Steady economic progress; continuing concerns about overheating*

Most East Asian countries saw steady progress in consolidating their economic recoveries this quarter, with 2004 GDP growth in the region forecast to reach 7 percent, on par with 2004, the best year after the financial crisis. The risks of overheating in China have not abated, however, and rising oil prices will scale back growth for 2005.  The quarter closed with continued attention to China’s currency liberalization, as senior Chinese officials prepared to meet their G-7 counterparts on Oct. 1 for the first time.  Meanwhile, the IMF was openly urging China – and the rest of Asia – to adopt flexible currency regimes now.

Economic Assessment and Forecast.

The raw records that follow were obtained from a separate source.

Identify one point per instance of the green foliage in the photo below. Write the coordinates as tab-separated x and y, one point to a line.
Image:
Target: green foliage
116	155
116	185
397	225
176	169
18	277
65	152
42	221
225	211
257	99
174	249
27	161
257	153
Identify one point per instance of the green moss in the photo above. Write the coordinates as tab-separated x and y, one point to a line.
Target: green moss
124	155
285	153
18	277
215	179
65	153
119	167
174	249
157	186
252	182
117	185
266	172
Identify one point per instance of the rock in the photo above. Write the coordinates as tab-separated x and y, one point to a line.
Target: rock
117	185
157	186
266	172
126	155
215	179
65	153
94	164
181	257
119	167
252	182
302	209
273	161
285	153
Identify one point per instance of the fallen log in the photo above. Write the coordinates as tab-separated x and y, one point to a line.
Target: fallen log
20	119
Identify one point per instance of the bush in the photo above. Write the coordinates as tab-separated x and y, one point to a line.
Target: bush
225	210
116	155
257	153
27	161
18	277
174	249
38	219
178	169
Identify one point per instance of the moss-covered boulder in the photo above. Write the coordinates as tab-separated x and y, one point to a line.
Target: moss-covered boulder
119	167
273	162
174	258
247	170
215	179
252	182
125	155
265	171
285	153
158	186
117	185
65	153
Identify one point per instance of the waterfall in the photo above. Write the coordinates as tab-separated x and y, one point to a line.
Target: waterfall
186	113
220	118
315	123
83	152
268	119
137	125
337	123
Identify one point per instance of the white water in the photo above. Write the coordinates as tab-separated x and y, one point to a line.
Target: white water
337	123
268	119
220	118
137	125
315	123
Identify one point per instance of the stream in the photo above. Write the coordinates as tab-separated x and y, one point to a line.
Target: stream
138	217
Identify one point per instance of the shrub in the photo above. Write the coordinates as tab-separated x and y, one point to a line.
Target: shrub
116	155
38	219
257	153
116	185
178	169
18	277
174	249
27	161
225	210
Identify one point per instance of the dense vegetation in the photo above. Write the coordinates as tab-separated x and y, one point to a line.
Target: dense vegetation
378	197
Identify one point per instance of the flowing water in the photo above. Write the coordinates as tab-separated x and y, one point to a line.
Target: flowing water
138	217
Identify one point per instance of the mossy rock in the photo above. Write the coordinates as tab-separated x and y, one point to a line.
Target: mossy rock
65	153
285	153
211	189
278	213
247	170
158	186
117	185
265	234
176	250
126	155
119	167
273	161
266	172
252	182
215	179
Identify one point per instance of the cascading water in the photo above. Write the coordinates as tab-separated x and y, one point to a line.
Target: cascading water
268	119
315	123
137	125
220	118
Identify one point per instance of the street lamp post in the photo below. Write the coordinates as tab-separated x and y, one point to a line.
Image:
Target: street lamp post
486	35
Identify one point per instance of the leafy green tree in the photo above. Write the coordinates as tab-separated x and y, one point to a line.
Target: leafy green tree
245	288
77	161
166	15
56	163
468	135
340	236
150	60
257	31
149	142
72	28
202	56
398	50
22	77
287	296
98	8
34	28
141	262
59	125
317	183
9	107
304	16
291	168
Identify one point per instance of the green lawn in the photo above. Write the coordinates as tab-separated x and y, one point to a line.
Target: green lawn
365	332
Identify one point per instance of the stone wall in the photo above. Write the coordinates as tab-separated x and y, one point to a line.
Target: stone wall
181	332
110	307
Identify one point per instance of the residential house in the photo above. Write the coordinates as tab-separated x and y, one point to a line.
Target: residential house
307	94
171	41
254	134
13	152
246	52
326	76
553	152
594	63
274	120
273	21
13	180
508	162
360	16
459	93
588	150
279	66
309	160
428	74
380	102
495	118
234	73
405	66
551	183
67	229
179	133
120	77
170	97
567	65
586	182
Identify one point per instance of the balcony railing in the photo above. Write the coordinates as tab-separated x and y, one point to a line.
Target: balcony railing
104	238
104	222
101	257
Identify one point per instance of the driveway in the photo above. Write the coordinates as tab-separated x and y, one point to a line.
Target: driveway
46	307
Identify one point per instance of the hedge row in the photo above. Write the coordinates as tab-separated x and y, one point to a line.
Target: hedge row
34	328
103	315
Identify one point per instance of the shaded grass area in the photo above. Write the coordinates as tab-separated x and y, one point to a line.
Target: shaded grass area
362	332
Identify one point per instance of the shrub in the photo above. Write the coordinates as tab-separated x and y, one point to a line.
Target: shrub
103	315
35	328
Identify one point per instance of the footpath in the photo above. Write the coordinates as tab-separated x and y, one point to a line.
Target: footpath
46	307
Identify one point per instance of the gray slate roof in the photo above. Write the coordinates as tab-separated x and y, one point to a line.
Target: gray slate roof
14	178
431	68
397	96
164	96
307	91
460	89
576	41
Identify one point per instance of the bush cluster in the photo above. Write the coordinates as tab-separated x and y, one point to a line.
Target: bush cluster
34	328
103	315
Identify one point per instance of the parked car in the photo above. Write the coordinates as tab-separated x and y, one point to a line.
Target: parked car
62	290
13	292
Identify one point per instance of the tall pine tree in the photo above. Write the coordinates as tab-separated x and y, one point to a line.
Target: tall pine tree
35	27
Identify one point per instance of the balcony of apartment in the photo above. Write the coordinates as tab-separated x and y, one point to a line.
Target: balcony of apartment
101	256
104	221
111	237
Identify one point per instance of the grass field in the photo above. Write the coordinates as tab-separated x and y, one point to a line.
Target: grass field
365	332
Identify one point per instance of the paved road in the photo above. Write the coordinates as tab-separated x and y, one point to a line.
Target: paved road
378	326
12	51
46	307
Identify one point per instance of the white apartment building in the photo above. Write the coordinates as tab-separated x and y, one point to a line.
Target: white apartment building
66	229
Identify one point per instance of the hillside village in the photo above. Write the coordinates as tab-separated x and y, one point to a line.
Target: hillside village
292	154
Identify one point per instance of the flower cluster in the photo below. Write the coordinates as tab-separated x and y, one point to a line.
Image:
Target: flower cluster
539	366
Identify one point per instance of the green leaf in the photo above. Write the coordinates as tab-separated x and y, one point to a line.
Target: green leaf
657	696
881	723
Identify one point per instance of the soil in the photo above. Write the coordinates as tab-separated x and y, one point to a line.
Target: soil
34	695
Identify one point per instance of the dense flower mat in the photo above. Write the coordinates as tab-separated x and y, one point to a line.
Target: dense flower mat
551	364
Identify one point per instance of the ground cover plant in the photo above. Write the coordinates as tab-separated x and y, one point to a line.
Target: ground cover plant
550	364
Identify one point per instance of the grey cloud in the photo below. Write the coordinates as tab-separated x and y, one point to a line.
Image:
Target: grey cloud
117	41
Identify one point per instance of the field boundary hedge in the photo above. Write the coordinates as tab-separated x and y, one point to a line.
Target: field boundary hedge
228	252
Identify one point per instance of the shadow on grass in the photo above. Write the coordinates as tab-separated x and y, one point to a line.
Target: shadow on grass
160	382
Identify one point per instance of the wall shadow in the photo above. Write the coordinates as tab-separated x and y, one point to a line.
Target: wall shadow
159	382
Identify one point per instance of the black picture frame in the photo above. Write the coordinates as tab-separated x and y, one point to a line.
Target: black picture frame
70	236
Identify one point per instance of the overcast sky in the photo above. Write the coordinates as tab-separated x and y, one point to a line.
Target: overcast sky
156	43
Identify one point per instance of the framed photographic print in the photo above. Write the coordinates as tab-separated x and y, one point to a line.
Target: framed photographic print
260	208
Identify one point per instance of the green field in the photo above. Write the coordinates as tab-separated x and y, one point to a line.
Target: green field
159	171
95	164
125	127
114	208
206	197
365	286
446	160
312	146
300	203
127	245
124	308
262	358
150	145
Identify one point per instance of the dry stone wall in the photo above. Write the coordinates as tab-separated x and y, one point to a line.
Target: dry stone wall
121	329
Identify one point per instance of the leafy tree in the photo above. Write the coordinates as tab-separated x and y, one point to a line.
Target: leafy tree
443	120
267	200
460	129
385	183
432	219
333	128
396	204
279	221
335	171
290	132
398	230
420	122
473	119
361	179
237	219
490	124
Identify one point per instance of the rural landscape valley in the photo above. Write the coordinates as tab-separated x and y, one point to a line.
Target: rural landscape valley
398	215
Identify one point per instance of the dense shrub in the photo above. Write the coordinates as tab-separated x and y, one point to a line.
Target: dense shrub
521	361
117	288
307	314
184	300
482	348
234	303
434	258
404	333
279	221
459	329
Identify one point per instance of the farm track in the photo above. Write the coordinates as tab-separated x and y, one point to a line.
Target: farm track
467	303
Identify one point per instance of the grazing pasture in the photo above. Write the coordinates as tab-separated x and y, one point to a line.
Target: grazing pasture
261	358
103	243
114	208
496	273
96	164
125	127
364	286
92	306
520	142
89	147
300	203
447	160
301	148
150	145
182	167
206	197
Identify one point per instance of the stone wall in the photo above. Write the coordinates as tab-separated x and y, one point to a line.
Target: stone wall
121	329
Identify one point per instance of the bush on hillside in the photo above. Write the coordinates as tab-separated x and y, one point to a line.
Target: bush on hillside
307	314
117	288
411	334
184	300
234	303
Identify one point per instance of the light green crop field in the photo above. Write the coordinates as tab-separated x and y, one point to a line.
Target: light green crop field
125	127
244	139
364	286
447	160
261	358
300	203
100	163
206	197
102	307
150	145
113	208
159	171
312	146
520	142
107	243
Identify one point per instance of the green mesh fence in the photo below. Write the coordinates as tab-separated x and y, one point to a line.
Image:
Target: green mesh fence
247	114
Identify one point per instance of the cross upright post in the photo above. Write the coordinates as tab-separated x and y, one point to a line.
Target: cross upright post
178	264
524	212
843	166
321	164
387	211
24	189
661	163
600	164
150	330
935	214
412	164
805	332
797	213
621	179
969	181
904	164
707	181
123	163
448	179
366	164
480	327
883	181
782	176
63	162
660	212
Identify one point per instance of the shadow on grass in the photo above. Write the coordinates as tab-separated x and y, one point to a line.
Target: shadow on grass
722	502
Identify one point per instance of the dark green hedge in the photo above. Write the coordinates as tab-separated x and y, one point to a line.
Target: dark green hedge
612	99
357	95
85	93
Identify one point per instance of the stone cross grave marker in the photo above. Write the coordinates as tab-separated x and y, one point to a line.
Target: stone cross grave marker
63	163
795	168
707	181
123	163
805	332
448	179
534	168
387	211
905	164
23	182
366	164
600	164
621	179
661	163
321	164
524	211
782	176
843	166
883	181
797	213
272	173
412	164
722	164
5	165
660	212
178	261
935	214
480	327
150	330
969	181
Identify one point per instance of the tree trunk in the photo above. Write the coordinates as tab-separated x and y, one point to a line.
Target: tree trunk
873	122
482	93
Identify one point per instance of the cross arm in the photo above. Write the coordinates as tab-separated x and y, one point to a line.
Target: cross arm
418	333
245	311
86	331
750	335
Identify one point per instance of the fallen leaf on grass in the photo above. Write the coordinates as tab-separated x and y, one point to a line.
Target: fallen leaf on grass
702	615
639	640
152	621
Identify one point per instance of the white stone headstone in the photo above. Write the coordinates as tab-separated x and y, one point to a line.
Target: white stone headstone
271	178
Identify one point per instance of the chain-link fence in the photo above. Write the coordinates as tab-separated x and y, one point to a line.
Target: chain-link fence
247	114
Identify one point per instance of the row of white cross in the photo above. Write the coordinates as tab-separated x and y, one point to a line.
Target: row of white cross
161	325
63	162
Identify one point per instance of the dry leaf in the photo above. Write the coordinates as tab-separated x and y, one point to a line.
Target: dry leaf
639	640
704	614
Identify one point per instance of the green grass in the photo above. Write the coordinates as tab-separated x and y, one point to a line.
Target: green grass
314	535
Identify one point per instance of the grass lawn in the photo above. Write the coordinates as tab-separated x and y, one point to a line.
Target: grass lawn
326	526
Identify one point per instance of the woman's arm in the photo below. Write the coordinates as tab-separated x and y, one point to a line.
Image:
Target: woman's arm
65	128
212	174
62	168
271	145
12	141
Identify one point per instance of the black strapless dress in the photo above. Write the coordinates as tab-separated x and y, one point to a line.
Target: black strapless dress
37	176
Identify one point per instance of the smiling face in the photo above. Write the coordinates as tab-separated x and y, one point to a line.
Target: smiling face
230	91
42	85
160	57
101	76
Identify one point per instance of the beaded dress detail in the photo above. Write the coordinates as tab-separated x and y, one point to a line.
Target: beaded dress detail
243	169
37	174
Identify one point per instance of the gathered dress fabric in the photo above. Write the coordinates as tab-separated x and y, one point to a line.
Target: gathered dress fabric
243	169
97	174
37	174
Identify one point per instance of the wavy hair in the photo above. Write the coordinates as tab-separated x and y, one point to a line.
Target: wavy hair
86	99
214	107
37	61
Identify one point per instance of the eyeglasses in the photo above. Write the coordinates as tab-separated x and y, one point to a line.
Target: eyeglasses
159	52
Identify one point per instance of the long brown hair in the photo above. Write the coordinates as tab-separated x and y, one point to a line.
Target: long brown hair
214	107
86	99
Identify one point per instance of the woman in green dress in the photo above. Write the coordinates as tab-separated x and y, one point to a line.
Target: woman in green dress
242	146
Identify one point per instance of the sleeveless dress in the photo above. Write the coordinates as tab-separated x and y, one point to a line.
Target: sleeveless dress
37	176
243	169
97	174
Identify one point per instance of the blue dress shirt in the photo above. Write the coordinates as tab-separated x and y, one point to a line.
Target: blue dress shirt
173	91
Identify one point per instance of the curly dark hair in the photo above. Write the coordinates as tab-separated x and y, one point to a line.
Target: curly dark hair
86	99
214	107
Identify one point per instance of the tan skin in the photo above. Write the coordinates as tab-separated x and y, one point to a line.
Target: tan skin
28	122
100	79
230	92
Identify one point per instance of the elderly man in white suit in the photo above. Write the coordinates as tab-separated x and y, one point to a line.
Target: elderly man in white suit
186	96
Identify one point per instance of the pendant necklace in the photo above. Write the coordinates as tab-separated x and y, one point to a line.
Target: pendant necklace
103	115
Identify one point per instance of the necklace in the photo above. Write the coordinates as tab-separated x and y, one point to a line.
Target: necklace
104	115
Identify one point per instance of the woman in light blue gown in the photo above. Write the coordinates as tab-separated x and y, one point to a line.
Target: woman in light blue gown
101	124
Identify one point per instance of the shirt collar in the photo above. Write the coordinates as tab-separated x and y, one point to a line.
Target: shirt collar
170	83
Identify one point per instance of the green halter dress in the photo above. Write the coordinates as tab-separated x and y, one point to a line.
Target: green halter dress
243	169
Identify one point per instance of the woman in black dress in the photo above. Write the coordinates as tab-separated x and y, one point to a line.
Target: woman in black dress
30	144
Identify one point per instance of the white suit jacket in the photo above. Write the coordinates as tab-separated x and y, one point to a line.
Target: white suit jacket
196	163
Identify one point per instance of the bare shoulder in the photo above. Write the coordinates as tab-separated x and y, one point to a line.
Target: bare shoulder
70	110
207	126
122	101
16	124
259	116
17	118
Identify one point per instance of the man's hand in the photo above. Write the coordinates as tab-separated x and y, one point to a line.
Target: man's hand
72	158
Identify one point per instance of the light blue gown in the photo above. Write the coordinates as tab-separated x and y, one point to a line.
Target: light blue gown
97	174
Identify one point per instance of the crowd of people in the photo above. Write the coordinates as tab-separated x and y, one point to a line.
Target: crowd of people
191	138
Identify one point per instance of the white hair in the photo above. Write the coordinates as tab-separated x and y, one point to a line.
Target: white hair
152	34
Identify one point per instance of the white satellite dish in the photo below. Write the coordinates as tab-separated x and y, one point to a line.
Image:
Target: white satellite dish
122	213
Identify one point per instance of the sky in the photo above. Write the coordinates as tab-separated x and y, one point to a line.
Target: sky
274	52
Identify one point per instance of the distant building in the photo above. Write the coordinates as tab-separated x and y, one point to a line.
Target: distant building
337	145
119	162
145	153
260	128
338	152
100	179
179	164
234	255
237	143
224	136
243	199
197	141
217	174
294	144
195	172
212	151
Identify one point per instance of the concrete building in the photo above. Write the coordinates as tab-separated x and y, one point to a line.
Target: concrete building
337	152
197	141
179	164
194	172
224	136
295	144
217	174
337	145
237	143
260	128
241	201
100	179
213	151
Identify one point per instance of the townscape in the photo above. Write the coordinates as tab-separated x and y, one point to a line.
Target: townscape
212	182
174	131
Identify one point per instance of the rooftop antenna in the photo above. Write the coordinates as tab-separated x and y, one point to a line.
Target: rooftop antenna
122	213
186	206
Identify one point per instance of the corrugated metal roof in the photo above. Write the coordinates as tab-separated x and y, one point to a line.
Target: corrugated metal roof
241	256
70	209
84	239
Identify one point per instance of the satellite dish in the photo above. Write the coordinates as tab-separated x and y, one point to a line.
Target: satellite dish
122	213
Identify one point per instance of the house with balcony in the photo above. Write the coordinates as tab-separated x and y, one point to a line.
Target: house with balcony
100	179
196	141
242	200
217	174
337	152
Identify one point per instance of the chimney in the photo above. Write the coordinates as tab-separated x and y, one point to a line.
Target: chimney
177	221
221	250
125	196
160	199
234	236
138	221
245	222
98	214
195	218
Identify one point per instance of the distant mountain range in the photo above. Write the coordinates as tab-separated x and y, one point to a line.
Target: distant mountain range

The bi-annual assessments by the Asian Development Bank (ABD) and International Monetary Fund issued in late September agree that economic growth rates will be higher in 2004 than in 2003, with a slowdown expected in 2005 due to higher oil prices.  Growth rates have been raised by half a percentage point for Japan, Hong Kong, Malaysia, the Philippines, Singapore, and Taiwan, while growth in Cambodia, Indonesia, and South Korea continues to lag. The ADB notes that for the first time since the Asian financial crisis, business investment in most Southeast Asian countries shows a marked revival, reflecting improvement in nonperforming loans, low interest rates, and higher capacity utilization. With the expected slowdown in China yet to materialize, export growth has remained robust.

“Afloat” in Currency Issues.  China is expected to receive increased pressure to move toward a floating currency when PRC officials attend their first G-7 Finance Ministers Meeting in Washington in early October. In the run-up to this meeting, Premier Wen Jiabao reiterated that China would move in a “steady and appropriate” manner toward a flexible currency regime. From a global standpoint – and U.S. elections aside – there are arguments for China to ease the yuan from its dollar peg sooner rather than later.  On Sept. 30, IMF Managing Director Rodrigo Rato openly urged China for the first time to move to a more flexible exchange rate now, while its economic growth was strong.  Rato argued that China does not need to wait to bolster its banking system or give up capital controls, and that exchange rate flexibility would help it to better fight inflation and prevent overheating. In fact, IMF economists argue, all Asian economies would benefit from greater exchange rate flexibility, since this would help correct global current account imbalances that many international economists believe are unsustainable.

New (bird) flu fears

Finally, brief mention should be given to fears of another regional pandemic, this time caused by avian influenza, a fowl-borne disease that has killed or resulted in the preventive destruction of millions of chickens and other domesticated and wild fowl across wide areas of Asia this year.  Some 30 people have also died from the H5N1 virus this year (out of 42 infected) in Vietnam and Thailand.  Until late September, all cases were believed to involve individuals who had contracted the disease through direct handling of infected fowl.  In late September, however, a 26-year old woman in Thailand who had cradled her dying 11-year old daughter in her arms, became inflected and died in what is feared to be the region’s first case of human-to-human transmission this year. While Thai health officials have said “there is no evidence to suggest that the virus has mutated or re-assorted,” World Health Officials have expressed concern since this could indicate “the beginning of more widespread transmission, a so-called sustained transmission of an influenza virus in humans which could lead to the global spread of this virus.” Researchers at Hong Kong University also noted that the virus is more active at cooler temperatures, and with cooler winter weather approaching, “we should be prepared particularly for bigger problems in the months ahead.”

* Pacific Forum Director of Programs Jane Skanderup was a major contributor to the economics section.